Cryptography extensions

RAS extensions

ARMv8.3 (LDAPR instructions only)

ISA Support  A64, A32 and T32 instruction sets
Microarchitecture Pipeline  Out-of-order
Superscalar  Yes
NEON / Floating Point Unit  Included
Cryptography Unit  Optional
Max number of CPUs in cluster  Four (4)
Physical addressing (PA)  44-bit
Memory System and External Interfaces L1 I-Cache / D-Cache  64KB
L2 Cache  256KB to 512KB
L3 Cache  Optional, 512KB to 4MB
ECC Support  Yes
LPAE  Yes
Bus interfaces  ACE or CHI
ACP  Optional
Peripheral Port  Optional
Other Functional Safety Support  ASIL D
Security  TrustZone
Interrupts  GIC interface, GIVv4
Generic timer  ARMv8-A
PMU  PMUv3
Debug  ARMv8-A (plus ARMv8.2-A extensions)
CoreSight  CoreSightv3
Embedded Trace Macrocell  ETMv4.2 (Instruction trace)

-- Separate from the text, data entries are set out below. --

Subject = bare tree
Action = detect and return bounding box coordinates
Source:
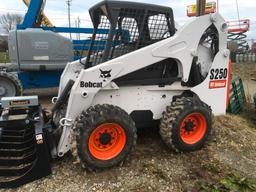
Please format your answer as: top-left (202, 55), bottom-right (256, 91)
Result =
top-left (0, 13), bottom-right (23, 33)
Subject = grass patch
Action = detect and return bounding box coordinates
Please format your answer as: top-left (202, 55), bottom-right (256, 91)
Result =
top-left (0, 52), bottom-right (10, 63)
top-left (196, 174), bottom-right (256, 192)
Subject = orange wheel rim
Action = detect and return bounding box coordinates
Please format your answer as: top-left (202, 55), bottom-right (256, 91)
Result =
top-left (89, 123), bottom-right (126, 160)
top-left (180, 113), bottom-right (207, 145)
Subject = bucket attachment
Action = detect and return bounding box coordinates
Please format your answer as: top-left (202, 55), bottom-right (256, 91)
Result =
top-left (0, 97), bottom-right (51, 188)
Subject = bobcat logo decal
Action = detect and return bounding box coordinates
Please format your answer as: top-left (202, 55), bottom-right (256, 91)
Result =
top-left (100, 69), bottom-right (112, 79)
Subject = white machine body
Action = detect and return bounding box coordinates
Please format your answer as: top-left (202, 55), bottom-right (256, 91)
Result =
top-left (57, 13), bottom-right (230, 156)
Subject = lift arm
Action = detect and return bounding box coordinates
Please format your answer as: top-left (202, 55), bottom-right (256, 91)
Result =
top-left (23, 0), bottom-right (53, 27)
top-left (17, 0), bottom-right (53, 29)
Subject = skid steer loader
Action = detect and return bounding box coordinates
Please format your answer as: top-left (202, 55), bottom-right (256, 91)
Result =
top-left (0, 0), bottom-right (230, 187)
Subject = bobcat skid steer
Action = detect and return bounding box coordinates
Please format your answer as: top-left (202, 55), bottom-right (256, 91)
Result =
top-left (0, 0), bottom-right (230, 187)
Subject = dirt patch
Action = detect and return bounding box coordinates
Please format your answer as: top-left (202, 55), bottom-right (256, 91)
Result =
top-left (1, 91), bottom-right (256, 192)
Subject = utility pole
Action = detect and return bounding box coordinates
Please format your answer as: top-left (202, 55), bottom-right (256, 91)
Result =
top-left (77, 16), bottom-right (81, 40)
top-left (217, 0), bottom-right (220, 13)
top-left (66, 0), bottom-right (72, 40)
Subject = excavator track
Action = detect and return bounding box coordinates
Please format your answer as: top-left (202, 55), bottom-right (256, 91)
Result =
top-left (0, 97), bottom-right (51, 188)
top-left (0, 71), bottom-right (23, 99)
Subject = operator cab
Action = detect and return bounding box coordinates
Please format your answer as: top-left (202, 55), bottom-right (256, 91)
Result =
top-left (87, 0), bottom-right (175, 65)
top-left (86, 0), bottom-right (178, 85)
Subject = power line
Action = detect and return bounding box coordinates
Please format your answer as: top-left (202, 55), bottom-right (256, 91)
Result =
top-left (66, 0), bottom-right (72, 40)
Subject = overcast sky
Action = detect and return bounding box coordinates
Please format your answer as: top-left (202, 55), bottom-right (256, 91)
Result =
top-left (0, 0), bottom-right (256, 39)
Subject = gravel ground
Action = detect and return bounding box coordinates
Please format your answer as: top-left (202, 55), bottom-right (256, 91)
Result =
top-left (0, 73), bottom-right (256, 192)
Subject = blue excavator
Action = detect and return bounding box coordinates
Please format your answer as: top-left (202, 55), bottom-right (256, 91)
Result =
top-left (0, 0), bottom-right (108, 99)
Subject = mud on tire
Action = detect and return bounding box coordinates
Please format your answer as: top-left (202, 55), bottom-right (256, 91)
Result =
top-left (74, 104), bottom-right (137, 171)
top-left (160, 97), bottom-right (212, 152)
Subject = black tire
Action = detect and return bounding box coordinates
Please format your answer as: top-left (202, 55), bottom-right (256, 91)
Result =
top-left (75, 104), bottom-right (137, 171)
top-left (160, 97), bottom-right (212, 152)
top-left (0, 72), bottom-right (23, 99)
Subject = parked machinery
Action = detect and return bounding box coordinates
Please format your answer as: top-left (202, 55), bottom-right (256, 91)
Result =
top-left (0, 0), bottom-right (108, 98)
top-left (0, 0), bottom-right (230, 187)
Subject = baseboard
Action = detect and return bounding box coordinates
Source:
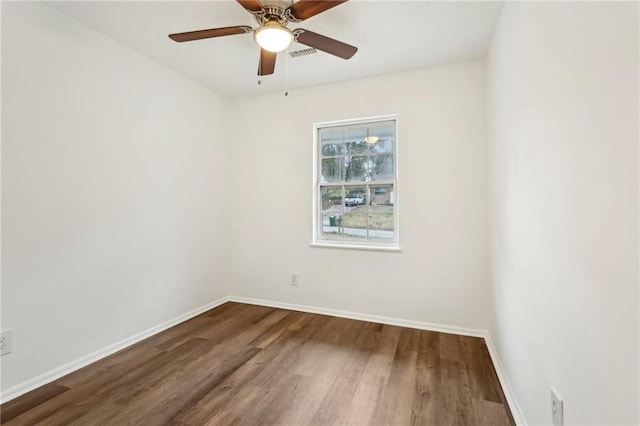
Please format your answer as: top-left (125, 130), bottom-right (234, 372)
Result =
top-left (229, 296), bottom-right (487, 337)
top-left (0, 296), bottom-right (229, 403)
top-left (484, 332), bottom-right (527, 426)
top-left (0, 296), bottom-right (527, 426)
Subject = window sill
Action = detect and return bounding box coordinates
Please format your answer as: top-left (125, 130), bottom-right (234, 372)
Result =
top-left (309, 242), bottom-right (402, 253)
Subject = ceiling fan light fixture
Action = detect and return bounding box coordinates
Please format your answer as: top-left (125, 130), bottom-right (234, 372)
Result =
top-left (253, 22), bottom-right (293, 52)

Cortex-A75 and A55 are the first DynamIQ big.LITTLE CPUs from ARM. DynamIQ also enables new flexible combinations for vendors. The standard half+half with multicluster combination can be replaced with 1+7 or 2+6 — in essence, SoC vendors can decide whether they want to use more big or LITTLE CPUs within a single cluster. New processors have been redesigned with a new essential DynamIQ Shared Unit (DSU), which is tasked with power management, ACP and peripheral port interfacing. They also feature the L3 cache for the first time for ARM’s mobile processors. It’s important to mention that both A55 and A75 are built on the company’s latest ARMv8.2-A architecture. This makes them incompatible with any other processors including A73 and A53.

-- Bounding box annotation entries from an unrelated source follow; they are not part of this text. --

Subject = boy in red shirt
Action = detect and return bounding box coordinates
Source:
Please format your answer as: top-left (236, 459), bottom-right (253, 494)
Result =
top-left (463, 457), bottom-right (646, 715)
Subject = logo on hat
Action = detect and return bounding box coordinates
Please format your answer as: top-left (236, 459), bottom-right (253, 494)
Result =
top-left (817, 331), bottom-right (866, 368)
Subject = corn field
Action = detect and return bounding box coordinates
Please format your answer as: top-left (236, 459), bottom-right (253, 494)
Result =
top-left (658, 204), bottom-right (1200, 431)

The smaller Cortex-A55 is a long time replacer of the Cortex-A53. The latter has been shipped on 1.7 billion devices over last three years, and you’ve probably come across it as it’s been featured in both budget devices and flagships alike. The new A55 is set to be placed in most smartphones in the foreseeable future. The Cortex-A55 has the highest power efficiency of any mid-range CPUs designed by ARM. In fact, it uses 15 percent less energy than Cortex-A53. Finally, ARM claims that the newest LITTLE cores are the most powerful mid-range units. It also features the latest architecture extensions that introduce new NEON instructions for machine learning, advanced safety features and more support for Reliability, Accessibility and Serviceability (RAS).

Full specifications of the Cortex-A55 are available below.

General  Architecture  ARMv8-A (Harvard)
 Extensions  ARMv8.1 extensions

ARMv8.2 extensions

Cryptography extensions

RAS extensions

ARMv8.3 (LDAPR instructions only)

 ISA Support  A64, A32 and T32 instruction sets
 Microarchitecture  Pipeline  In-order
 Superscalar  Yes
 NEON / Floating Point Unit  Optional
 Cryptography Unit  Optional
 Max number of CPUs in cluster  Eight (8)
 Physical addressing (PA)  40-bit
 Memory System and External Interfaces  L1 I-Cache / D-Cache  16KB to 64KB
 L2 Cache  Optional, 64KB to 256KB
 L3 Cache  Optional, 512KB to 4MB
 ECC Support  Yes
 LPAE  Yes
 Bus interfaces  ACE or CHI
 ACP  Optional
 Peripheral Port  Optional
 Other  Functional Safety Support  Up to ASIL D
 Security  TrustZone
 Interrupts  GIC interface, GIVv4
 Generic timer  ARMv8-A
 PMU  PMUv3
 Debug  ARMv8-A (plus ARMv8.2-A extensions)
 CoreSight  CoreSightv3
 Embedded Trace Macrocell  ETMv4.2 (Instruction trace)

Moving on to the GPU, ARM has also prepared a new product. The Mali-G72 is a successor of the G71, which has also been featured in 2017 SoCs in a variety of configurations, due to its remarkable scalability. The new GPU, though, offers 20 percent better performance density, which means that manufacturers can use more GPU cores in the same die area. It’s estimated that smartphones will use up to 32 shader cores as a maximum. Additionally, the new GPU will use 25 percent less energy, and it is also improving in terms of machine learning efficiency — ARM claims it’s showing itself to be 17 percent better than the G71 in ML benchmarks.

SoC vendors should begin implementing ARM’s new portfolio in their new generations. We should expect devices using ARM’s hardware early next year at the latest, possibly during Mobile World Congress in Barcelona.